God bless the Counsell of Estate,

And Buckingham the fortunate.

God blesse them all, and keep them safe,

And God blesse me, and God blesse Raph.

"The king," says John Aubrey, "was mighty enquisitive to know who this Raph was. Ben told him 'twas the drawer at the Swanne taverne, by Charing-crosse, who drew him good Canarie. For this drollery his majestie gave Ben an hundred poundes....

[177].

"To those," it is said, "who have resided a long time by the falls of Niagara, the lowest whisper is distinctly audible." Their hearing accustoms itself to that unending and enormous roar, and becomes more exquisite. This is untrue of those whose finer sense is lulled by the roar of war: they become deafened, and cannot hear the voice of the one soldier—of which human "ones" every army is composed. And so war may poison even when its intention and its cause are honour and faith. In this particular poem (No. 177), the soldier is one of those who fought in the Transvaal in the years 1899-1901.

[180].

Rupert Brooke, Wilfred Owen, Edward Thomas, Julian Grenfell, Charles Sorley, Francis Ledwidge, Alan Seeger, Joyce Kilmer—these are the names of but a few of the men, none of them old, many of them in the heyday of their gifts and genius, who besides proving themselves soldiers in the Great War had also proved themselves poets. Within his powers, every true poet lives in his country's service. These in that service died.

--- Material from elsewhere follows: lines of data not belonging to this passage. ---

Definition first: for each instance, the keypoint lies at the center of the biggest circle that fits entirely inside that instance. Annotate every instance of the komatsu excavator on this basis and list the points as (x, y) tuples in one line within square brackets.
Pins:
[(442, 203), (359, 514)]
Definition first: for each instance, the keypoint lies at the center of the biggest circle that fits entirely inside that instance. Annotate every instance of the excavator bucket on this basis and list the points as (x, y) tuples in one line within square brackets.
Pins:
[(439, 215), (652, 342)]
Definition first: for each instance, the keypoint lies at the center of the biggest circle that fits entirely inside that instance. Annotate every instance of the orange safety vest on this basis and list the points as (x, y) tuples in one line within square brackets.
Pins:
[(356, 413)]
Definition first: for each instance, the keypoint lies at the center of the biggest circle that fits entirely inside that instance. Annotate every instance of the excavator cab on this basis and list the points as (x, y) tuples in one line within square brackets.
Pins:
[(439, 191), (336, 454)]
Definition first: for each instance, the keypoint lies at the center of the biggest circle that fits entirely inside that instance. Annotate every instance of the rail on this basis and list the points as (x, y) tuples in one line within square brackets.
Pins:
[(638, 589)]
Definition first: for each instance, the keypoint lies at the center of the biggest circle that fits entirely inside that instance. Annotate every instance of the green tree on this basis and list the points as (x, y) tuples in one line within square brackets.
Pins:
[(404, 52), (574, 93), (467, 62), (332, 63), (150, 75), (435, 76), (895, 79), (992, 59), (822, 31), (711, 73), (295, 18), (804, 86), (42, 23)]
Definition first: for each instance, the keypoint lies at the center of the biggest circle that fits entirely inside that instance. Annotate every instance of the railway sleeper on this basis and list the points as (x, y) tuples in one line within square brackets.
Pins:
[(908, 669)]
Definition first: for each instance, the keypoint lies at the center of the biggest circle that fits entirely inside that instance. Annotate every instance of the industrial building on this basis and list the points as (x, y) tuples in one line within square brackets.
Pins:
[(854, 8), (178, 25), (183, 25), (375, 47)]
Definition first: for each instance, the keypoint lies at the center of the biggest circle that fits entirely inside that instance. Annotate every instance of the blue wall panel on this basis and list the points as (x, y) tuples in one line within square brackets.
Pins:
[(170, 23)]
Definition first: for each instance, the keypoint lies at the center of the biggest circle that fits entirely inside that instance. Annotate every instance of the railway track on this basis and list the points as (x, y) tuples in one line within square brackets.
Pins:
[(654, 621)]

" ... Old stairs wind upwards to a long corridor, the distant ends of which are unseen. A few candles gutter in the draughts. The shadows leap. The place is so still that I can hear the antique timbers talking. But something is without which is not the noise of the wind. I listen, and hear it again, the darkness throbbing; the badly adjusted horizon of outer night thudding on the earth—the incessant guns of the great war.